In 2018, the Bankers’ Committee and the CBN announced the decision to establish a National Micro Finance Bank, with a focus on enhancing access to credit and efficiently deploy funds created by the banking sector to boost activities of critical sectors of the economy.
The bank is designed to have offices in all the 774 local government areas of the country facilitated through a collaborative arrangement with the Nigerian Postal Service (NIPOST). Access to credit has been a major bottleneck to the disbursement of the Central Bank of Nigeria’s intervention funds.
The idea behind the National MFB is to, in addition to the existing channels such as the Commercial Banks, Bank of Agric, Nigeria Incentive-Based Risk Sharing System for Agricultural Lending (NIRSAL) and some of the reputable micro finance banks, be a channel where these funds will be deployed fast and in a meaningful way that it is useful to the farmers and micro and small businesses.
Armed with this objective, the NIRSAL MFB was licensed by the CBN and was incorporated as a Private Limited Company in 2019 and commenced operations following the grant of a license by the Central Bank of Nigeria to operate as a National Microfinance Bank in the same year.
The Bank is owned 75 per cent by the Bankers Committee, 15 per cent by NIRSAL, and 10 per cent by NIPOST.
The bank commenced operations with seven pilot locations in Abuja, Bauchi, Ibadan, Kaduna, Enugu, Port Harcourt and Lokoja.
To drive the vision of the founding fathers of bank, the Central Bank appointed Mr. Abubakar Abdulahi Kure as the managing director of NIRSAL Micro Finance Bank.
Official data suggest that the bank has been able to boost access to credit through targeted intervention programmes to house holds, small and medium enterprises and Agri-businesses.
The Agricultural business and small and medium enterprise investment scheme AGSMEIS is an initiative to support the federal government’s efforts and policy measures for the promotion of agri-businesses as vehicles for sustainable economic development and employment generation.
Under the AGSMEIS, businesses can access up to N10m at five per cent per annum. In implementing this scheme, NIRSAL MFB says it has disbursed the sum of N96.1bn to 241,182 beneficiaries within the last two years.
According to its MD, Abubakar Kure, NIRSAL MFB has so far disbursed N30.09bn to 96,345 beneficiaries.

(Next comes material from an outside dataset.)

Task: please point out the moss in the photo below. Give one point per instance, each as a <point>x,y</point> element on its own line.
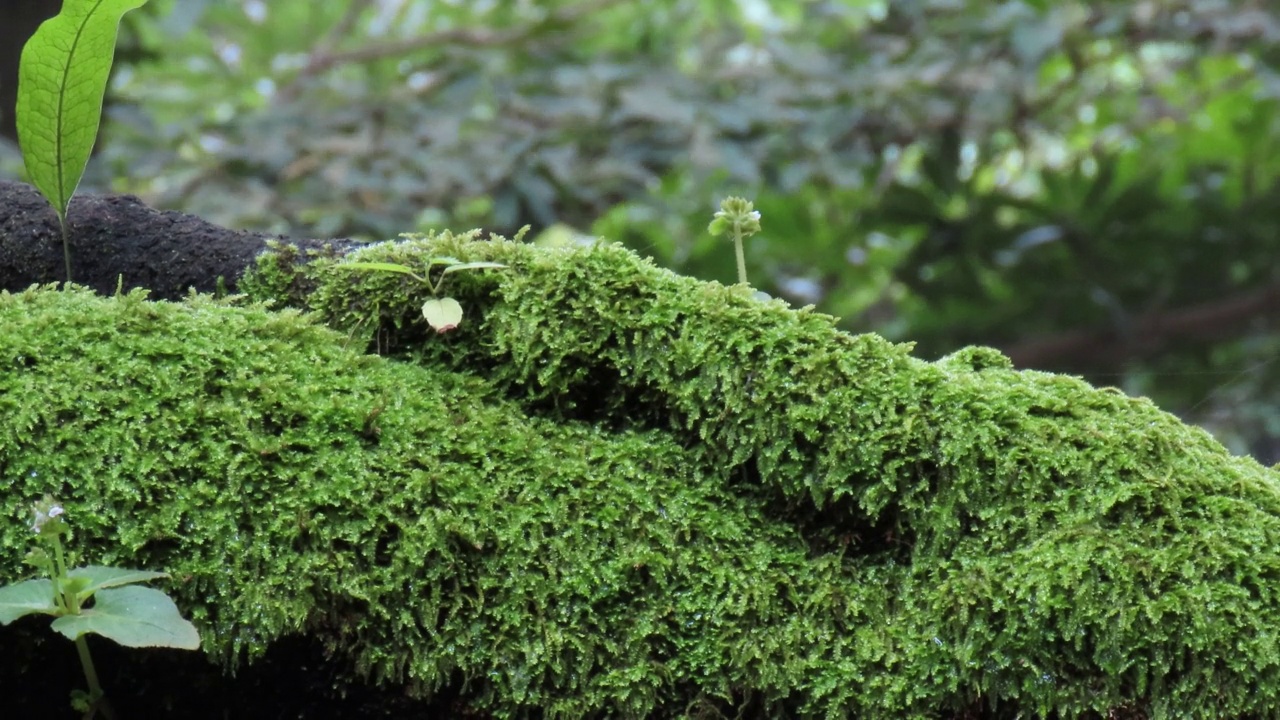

The catalytic impact of this disbursement is evident in the increase in agricultural output that has been recorded within the last two years.
For the Small and Medium Enterprises sector, the bank has also demonstrated its commitment to making finance accessible to operators of the sector.
Before now, the potential of SMEs in enhancing economic growth was hampered by limited access to finance and high-interest rate among others. But by simplifying loan procedures and with a low interest rate, NIRSAL MFB under the transformational leadership of the current Managing Director is changing this narrative.
Within the last two years, the bank has provided funding of up to N86.42bn to 78,289 SMEs.
Industry watchers say that has assisted in leap-frogging the pace of the sector’s contribution to the country’s Gross Domestic Product and boost job creation for Nigerians.
Under the Household credit facility, the bank has made significant progress in providing consumer credit to Nigerians.
Intervention credit facilities of the CBN that were introduced to cushion the effect of the COVID-19 pandemic last year appear to be getting to Nigerians. According to NIRSAL microfinance Bank, N195.93 billion has so far been disbursed to 513,389 households.